# Car Graveyard, August 2009



## Mimble (Aug 31, 2009)

Found by Faz, who is wonderful and amazing and clever and my future husband 
It's very nicely next to a public footpath, but you wouldn't know to look at it.
The chap who owns it is a little odd and also paranoid after some thugs set his barn on fire, so I'm not saying where this is. PM me if you're interested.
There's not as many cars as there used to be, but this could partly be 'cause they've sort of crumpled into the undergrowth. 
It's a pretty place though 










































Anyone for a boat?


----------



## james.s (Aug 31, 2009)

Ace! That boat looks almost seaworthy. Nice find


----------



## Mimble (Aug 31, 2009)

Thankyou


----------



## erol4130 (Aug 31, 2009)

cracking little find! nice one faz  love the old tractor and the mobile canteen


----------



## Mimble (Aug 31, 2009)

Isn't he fab? Actually, aren't I fab too?


----------



## Landie_Man (Aug 31, 2009)

Wow!
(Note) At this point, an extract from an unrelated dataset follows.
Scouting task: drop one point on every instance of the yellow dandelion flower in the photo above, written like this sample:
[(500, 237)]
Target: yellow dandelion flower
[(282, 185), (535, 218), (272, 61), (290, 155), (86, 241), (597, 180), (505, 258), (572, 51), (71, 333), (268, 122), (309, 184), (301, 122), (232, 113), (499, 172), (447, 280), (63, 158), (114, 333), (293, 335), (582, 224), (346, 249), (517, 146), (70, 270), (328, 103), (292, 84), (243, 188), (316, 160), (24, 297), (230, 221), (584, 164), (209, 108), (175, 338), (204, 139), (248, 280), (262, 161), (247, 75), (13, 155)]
Is that mobile canteen a Chevrolet P30 Step VAn???


----------



## BULLYMEISTER (Aug 31, 2009)

Love the mobile canteen .... great find!!

Wish I could PM lol


----------



## Mimble (Aug 31, 2009)

Landie, I think it is. Was very cute!


----------



## bullmastiff (Sep 1, 2009)

Landie_Man said:


> Wow! Is that mobile canteen a Chevrolet P30 Step VAn???



looks like one, the rear arches have a square cut to them, pretty sure the other ones had round arches 
but there is a chrome grill laying in front of it if it belkongs to that then could be a dodge step van


----------



## Landie_Man (Sep 1, 2009)

Its be a LHD if it were either stepvan.


----------



## Mimble (Sep 1, 2009)

Just found these two


----------



## bullmastiff (Sep 2, 2009)

Landie_Man said:


> Its be a LHD if it were either stepvan.



dodge had a panel van in the uk also marked up as renault/saviem aswell dont forget


----------



## FieldyM (Sep 2, 2009)

Mimble said:


> Actually, aren't I fab too?



no, not really...


----------



## Potter (Sep 2, 2009)

Great find.

Love that with the inflated innertube hanging on the tractor.


----------